Coelenterazine is a luciferin, a molecule that emits light after reaction with oxygen, found in many aquatic organisms across eight phyla. It is the substrate of many luciferases such as Renilla reniformis luciferase (Rluc), Gaussia luciferase (Gluc), and photoproteins, including aequorin, and obelin. All these proteins catalyze the oxidation of this substance, a reaction catalogued EC 1.13.12.5.

History
Coelenterazine was simultaneously isolated and characterized by two groups studying the luminescent organisms sea pansy (Renilla reniformis) and the cnidarian Aequorea victoria, respectively. Both groups independently discovered that the same compound was used in both luminescent systems. The molecule was named after the now-obsolete phylum coelenterata. Likewise, the two main metabolites – coelenteramide and coelenteramine – were named after their respective functional groups.
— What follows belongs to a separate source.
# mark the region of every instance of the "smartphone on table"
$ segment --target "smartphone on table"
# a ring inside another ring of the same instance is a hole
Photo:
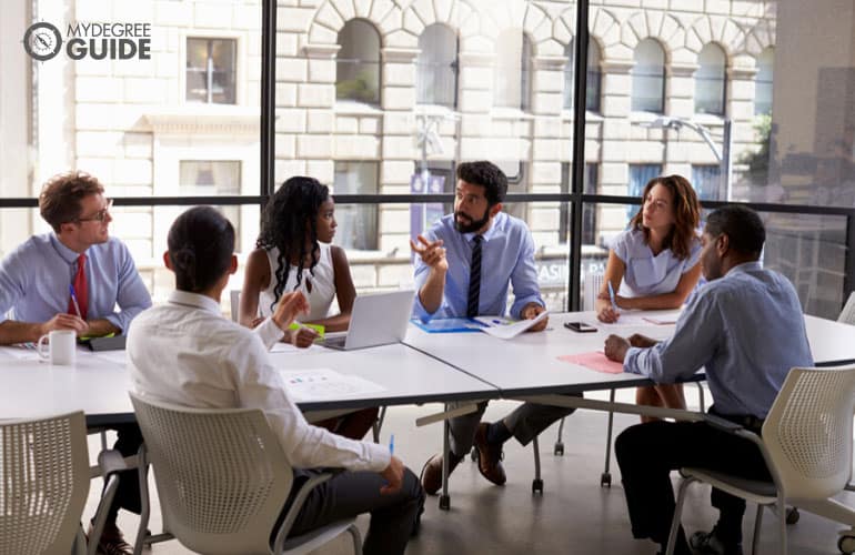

While coelenterazine was first discovered in Aequorea victoria, it was later shown that they do not synthesize coelenterazine, but obtain it through their diet, largely from crustaceans and copepods.

Occurrence
Coelenterazine is widely found in marine organisms including:
radiolarians
ctenophores
cnidarians such as Aequorea victoria, Obelia geniculata and Renilla reniformis
squid such as Watasenia scintillans and Vampyroteuthis infernalis
shrimp such as Systellaspis debilis and Oplophorus gracilirostris
copepods such as Pleuromamma xiphias and Gaussia princeps
chaetognaths
fish including some Neoscopelidae and Myctophidae
echinoderms such as Amphiura filiformis

The compound has also been isolated from organisms that are not luminescent, such as the Atlantic herring and several shrimp species including Pandalus borealis and Pandalus platyuros.

Biosynthesis 
Biosynthesis of coelenterazine in Metridia starts from two molecules of tyrosine and one molecule of phenylalanine, and some researchers believe this comes in the form of a cyclized "Phe-Tyr-Tyr" (FYY) peptide.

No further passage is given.